Now add an animation to startAnimation() to animate the sky from blueSkyColor to sunsetSkyColor.

Listing 25.11  Animating sky colors (MainActivity.kt)

private fun startAnimation() {
    val sunYStart = binding.sun.top.toFloat()
    val sunYEnd = binding.sky.height.toFloat()

    val heightAnimator = ObjectAnimator
        .ofFloat(binding.sun, "y", sunYStart, sunYEnd)
        .setDuration(3000)
    heightAnimator.interpolator = AccelerateInterpolator()

    val sunsetSkyAnimator = ObjectAnimator
        .ofInt(binding.sky, "backgroundColor", blueSkyColor, sunsetSkyColor)
        .setDuration(3000)

    heightAnimator.start()
    sunsetSkyAnimator.start()
}

This seems like it is headed in the right direction, but if you run it you will see that something is amiss. Instead of moving smoothly from blue to orange, the colors will kaleidoscope wildly.

The reason this happens is that a color integer is not a simple number. It is four smaller numbers schlupped together into one Int. So for ObjectAnimator to properly evaluate which color is halfway between blue and orange, it needs to know how that works.

When ObjectAnimator’s normal understanding of how to find values between the start and end is insufficient, you can provide a subclass of TypeEvaluator to fix things. A TypeEvaluator is an object that tells ObjectAnimator what value is, say, a quarter of the way between a start value and an end value. Android provides a subclass of TypeEvaluator called ArgbEvaluator that will do the trick here.

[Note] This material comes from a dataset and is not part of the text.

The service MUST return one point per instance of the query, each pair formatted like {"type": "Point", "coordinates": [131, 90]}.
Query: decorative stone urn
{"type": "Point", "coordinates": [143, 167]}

Listing 25.12  Providing ArgbEvaluator (MainActivity.kt)

private fun startAnimation() {
    val sunYStart = binding.sun.top.toFloat()
    val sunYEnd = binding.sky.height.toFloat()

    val heightAnimator = ObjectAnimator
        .ofFloat(binding.sun, "y", sunYStart, sunYEnd)
        .setDuration(3000)
    heightAnimator.interpolator = AccelerateInterpolator()

    val sunsetSkyAnimator = ObjectAnimator
        .ofInt(binding.sky, "backgroundColor", blueSkyColor, sunsetSkyColor)
        .setDuration(3000)
    sunsetSkyAnimator.setEvaluator(ArgbEvaluator())

    heightAnimator.start()
    sunsetSkyAnimator.start()
}

(There are multiple versions of ArgbEvaluator; import the android.animation version.)

Run your animation once again, and you should see the sky fade to a beautiful orange color (Figure 25.6).